Gathered in the Main Hall, Nuriko squeals enthusiastically at my slow and undeterminably excruciating arrival, grabbing my sleeve and tugging, motioning for Hotohori to follow suit. Unexpectedly, I find the both of them clinging to either sleeve, Nuriko blurting out how he's just been waiting forever to see the autumn leaves again…how he waits all year just to feel them fall in his hair…

It's all so human.

Tasuki follows close behind me, as if afraid that something dreadful is awaiting at the exit, a great heaving monster known as freedom, just outside these milk white walls, exhaling pure and wondrous air onto us, the last, orange lights of the sun bathing our forms. Tasuki is indeed beautiful, his amber eyes aglow with the luminosity pouring forth from between the trees; red hair, standing upright, shining luxuriously; his tan skin takes on a golden sheen, our miniature and extremely ill Ganymede, standing afore all the world, shivering slightly from the cool, enveloping wind. He turns to me, mouth poised for a question, then looks out, again, over the vastly variegated yard, breathless, eyebrows knitted in furious thought. 
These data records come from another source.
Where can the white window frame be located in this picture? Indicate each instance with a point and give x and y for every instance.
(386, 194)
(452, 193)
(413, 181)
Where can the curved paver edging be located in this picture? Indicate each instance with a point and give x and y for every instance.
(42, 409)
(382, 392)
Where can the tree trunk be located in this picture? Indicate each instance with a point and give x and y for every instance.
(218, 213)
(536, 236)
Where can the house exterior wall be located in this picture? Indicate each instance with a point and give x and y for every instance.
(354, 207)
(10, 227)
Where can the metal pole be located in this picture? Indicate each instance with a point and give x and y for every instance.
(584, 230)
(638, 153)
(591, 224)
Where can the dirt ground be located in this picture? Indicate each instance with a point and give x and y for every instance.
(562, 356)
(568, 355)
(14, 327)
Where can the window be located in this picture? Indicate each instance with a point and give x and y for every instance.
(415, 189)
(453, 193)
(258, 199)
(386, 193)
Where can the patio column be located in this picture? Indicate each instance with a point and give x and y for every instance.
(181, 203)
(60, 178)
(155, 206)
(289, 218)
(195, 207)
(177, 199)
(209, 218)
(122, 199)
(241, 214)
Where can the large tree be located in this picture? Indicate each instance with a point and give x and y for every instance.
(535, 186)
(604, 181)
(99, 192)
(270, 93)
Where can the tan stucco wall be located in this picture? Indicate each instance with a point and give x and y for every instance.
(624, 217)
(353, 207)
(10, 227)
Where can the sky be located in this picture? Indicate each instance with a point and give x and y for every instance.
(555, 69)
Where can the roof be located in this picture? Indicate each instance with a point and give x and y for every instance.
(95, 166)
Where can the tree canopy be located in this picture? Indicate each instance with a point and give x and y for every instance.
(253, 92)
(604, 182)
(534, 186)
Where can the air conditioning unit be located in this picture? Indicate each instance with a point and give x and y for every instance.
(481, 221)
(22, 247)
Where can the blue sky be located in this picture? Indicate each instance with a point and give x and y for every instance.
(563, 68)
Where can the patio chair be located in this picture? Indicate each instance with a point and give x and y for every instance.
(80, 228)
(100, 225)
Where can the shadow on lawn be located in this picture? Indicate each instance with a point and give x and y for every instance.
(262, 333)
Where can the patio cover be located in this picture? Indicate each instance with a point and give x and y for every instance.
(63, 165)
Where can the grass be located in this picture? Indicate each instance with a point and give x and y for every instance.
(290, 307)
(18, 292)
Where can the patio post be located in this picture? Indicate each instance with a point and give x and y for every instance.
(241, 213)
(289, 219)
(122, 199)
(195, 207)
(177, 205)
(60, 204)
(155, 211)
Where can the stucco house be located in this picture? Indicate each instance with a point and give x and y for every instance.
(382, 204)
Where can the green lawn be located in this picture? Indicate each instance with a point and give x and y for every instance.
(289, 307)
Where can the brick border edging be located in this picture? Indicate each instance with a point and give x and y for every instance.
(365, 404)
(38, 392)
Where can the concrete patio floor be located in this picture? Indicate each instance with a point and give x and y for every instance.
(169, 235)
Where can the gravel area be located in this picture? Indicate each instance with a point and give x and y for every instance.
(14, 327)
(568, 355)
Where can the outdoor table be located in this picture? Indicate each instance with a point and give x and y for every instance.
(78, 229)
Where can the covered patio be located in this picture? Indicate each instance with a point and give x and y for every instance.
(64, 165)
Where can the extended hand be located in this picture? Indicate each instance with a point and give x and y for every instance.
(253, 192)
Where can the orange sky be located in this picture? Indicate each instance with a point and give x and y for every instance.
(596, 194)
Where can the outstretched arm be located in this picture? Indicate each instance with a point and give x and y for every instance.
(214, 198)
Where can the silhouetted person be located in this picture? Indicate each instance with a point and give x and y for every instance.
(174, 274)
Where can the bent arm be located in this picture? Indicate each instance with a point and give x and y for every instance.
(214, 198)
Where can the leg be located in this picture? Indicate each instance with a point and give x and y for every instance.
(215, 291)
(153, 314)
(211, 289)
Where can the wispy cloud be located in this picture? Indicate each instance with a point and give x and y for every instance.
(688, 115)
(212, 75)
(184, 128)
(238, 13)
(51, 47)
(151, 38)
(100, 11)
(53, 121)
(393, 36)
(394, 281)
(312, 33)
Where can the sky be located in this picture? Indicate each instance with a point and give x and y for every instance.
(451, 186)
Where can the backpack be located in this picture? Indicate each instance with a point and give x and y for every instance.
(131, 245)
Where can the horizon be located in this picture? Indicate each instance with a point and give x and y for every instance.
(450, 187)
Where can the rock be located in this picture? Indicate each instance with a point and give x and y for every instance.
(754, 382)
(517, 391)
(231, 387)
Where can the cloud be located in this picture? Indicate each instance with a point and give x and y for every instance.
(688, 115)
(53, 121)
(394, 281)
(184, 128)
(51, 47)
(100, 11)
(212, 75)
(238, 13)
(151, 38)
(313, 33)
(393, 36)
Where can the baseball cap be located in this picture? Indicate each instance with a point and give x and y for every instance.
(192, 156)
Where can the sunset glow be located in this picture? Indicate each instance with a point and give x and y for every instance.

- It's so beautiful, he whispers, so beautiful, so beautiful…

- Autumn, I say softly, is always this way. When did you see it last?

Nuriko has taken Hotohori's hand generously, and is now walking him over to an oak, majestically donned in it's myriad of vibrant leaves, offering his hands up to catch the colors. 

- I…he looks at me, sunlight clinging to the sensuous curve of his cheekbone, I…I can't…remember. I don't know. Staring into the sky, he sighs audibly, his arms shifting uncomfortably in the fastenings of his straight-jacket. I haven't been outside…since…well, I can't remember. He studies the other patients, seated in the courtyard, talking amongst themselves, or to themselves; watching with finality the last of the sun's light disappearing over the red horizon. I turn around, see Chichiri leaning against the wall of the Barrack, eyes closed, breathing in the revitalizing scent of the autumnal air, arms folded neatly over his chest. 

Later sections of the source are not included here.